Slackers makes excellent use of its space, which previously housed Blu nightclub.
The first room lays on the sports bar pretty thick with close to a dozen large LCD screens and several dozen paintings and posters of current Spurs (retired jerseys hang above the bar), Cowboys and Oilers, but games are featured throughout. There’s the new electronic shuffleboard, a pinball machine and darts along with two tables of beer pong. The tables are free to use, and use water instead of beer, which makes sense considering the ping-pong balls roll along most of the bar floor during every match. Ew.
The entertainment finds its way onto the walls as one projector blows up Spurs games along one bare wall, while another projects a Wii menu. Patrons can borrow Wii-motes from the bar as long as they leave their IDs as collateral.
The backroom holds more games–an obligatory pool table, a set of giant Jack Daniel’s Jenga, an air hockey table and a couple Shoot to Win basketball games. Oh, and the impossibly difficult Bimini Ring game—my group and I spent almost 20 minutes trying to get the ring on the hook. It’s almost too easy to lose yourself in the allure of the boops and the beeps—but you power through to get to the loft level where Slackers keeps most of its classic arcade games including, but not limited to, Mortal Kombat II, The Simpsons, Tekken Tag, Megaman, Ms. Pac-Man, skee-ball, or in this case “beer ball,” and NFL Blitz. Short end tables are sprinkled throughout the bar to keep your drink of choice safe.
My only quibble with game play (which is free all day on Sundays, by the way) is that there isn’t any semblance of a code of conduct anywhere at Slackers. This means some douche asshole with a grill can just barge into Area 51 while you’re waiting for your friend to get more change. Rude. The second floor bar opens on weekends and busy nights and features a couple dozen varieties of bottled beers including Bud Light, Miller Lite, Shiner Bock, Dos Equis, Lindemans Framboise, Sam Adams and Corona.
Back at the main bar you’ll find a collection of drafts including Bud Light, Dos Equis and Lone Star. Get there early and enjoy happy hour pricing: $3 wells and $2.50 domestic bottles from 3-9 p.m. I’m a sucker for ICEEs and Slackers sealed the deal as my latest go-to bar with frozen adult beverages like Jack and Coke and hard lemonade, sipped out of Ball mason jars. (I suppose they’re trying to bring in Pinterest-addicted female customers?) At $6 a pop, they’re a bit on the high-end of the spectrum, but they usually last several games of air hockey (which, lets face it, can often require some thirst quenching).
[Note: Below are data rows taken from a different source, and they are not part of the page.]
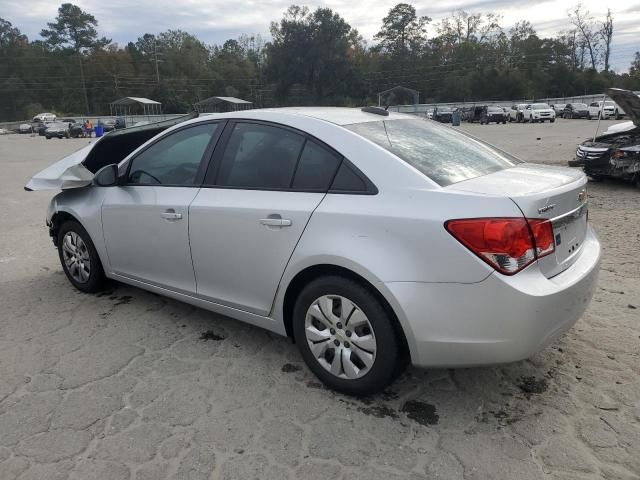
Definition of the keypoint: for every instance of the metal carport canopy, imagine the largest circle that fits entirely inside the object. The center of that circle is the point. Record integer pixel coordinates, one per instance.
(149, 107)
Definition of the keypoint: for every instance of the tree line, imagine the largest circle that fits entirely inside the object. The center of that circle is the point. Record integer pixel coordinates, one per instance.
(312, 58)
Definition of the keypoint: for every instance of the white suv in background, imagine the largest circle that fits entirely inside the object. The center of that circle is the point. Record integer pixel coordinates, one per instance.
(517, 113)
(597, 109)
(539, 112)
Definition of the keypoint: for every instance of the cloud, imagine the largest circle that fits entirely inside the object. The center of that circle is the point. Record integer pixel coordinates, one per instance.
(214, 21)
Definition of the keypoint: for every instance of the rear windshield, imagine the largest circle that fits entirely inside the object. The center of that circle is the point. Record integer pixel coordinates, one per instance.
(439, 152)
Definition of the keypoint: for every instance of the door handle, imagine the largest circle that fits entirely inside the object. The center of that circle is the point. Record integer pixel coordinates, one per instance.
(275, 221)
(170, 214)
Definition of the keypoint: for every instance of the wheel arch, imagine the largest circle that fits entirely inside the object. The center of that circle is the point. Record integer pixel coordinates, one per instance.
(58, 219)
(312, 272)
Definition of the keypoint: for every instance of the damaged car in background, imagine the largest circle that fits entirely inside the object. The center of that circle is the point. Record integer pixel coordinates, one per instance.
(616, 153)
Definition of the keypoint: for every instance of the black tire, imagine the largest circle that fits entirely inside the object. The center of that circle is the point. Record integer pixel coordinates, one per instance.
(96, 279)
(388, 355)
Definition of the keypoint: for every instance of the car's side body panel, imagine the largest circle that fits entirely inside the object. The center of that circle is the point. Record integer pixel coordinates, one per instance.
(238, 254)
(143, 245)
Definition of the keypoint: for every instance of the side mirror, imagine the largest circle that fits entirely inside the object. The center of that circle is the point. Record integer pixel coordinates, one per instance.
(107, 176)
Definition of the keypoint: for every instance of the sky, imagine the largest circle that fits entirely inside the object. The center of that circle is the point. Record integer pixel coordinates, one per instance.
(215, 21)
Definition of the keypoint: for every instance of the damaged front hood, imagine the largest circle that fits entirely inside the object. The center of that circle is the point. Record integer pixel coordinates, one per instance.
(78, 169)
(66, 173)
(629, 101)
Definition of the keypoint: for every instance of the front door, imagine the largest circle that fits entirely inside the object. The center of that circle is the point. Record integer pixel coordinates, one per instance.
(146, 221)
(247, 219)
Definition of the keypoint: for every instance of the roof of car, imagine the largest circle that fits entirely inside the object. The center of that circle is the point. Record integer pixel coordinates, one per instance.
(336, 115)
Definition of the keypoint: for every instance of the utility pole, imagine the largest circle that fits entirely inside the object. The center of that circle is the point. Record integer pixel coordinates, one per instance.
(155, 56)
(84, 86)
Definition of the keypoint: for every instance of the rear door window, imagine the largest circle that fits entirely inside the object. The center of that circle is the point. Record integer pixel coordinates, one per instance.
(259, 156)
(174, 159)
(439, 152)
(316, 168)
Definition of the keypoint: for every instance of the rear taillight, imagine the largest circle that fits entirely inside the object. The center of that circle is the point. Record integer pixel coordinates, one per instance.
(507, 244)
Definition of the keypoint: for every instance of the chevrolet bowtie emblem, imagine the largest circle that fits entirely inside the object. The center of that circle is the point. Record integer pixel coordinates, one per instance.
(582, 196)
(546, 208)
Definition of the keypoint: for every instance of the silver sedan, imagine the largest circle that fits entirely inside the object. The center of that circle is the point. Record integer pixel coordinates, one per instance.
(371, 238)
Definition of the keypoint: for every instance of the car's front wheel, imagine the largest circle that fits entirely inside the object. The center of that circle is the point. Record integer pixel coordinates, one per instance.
(346, 336)
(79, 258)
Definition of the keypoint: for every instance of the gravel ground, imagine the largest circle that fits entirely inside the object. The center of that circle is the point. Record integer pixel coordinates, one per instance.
(123, 385)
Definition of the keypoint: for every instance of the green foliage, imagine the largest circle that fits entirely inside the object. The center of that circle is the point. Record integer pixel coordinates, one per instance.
(73, 29)
(312, 58)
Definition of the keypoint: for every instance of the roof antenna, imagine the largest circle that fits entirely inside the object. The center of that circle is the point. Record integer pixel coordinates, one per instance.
(599, 117)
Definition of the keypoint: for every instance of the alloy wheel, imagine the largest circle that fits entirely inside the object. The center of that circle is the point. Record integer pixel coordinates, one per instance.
(76, 257)
(340, 337)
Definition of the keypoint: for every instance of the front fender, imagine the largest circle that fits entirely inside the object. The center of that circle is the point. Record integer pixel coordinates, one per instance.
(85, 206)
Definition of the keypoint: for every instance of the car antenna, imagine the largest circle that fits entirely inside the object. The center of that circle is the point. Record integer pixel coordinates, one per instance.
(599, 117)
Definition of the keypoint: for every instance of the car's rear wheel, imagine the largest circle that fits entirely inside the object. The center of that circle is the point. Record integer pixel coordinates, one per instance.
(346, 336)
(79, 258)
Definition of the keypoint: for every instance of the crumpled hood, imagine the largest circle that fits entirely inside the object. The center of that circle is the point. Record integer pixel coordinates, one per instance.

It’s Salinas’ and Harding’s attention to detail that really makes this place work. What could come off as crowded and tacky is instead a curated space that houses both their goals seamlessly, creating a way-less-sucky version of Dave & Busters.
While it does resemble a man cave, Slackers isn’t just for dudes. There were plenty of chicas there on a recent Saturday night, but don’t blame me if you stumble into the bar and find a total bro party. If anything, it might be a great spot for first dates where you can gauge any would-be lover’s sore loser tendencies. As the wall above the beer pong tables clearly points out, “Winners don’t wait for chances, they take them.”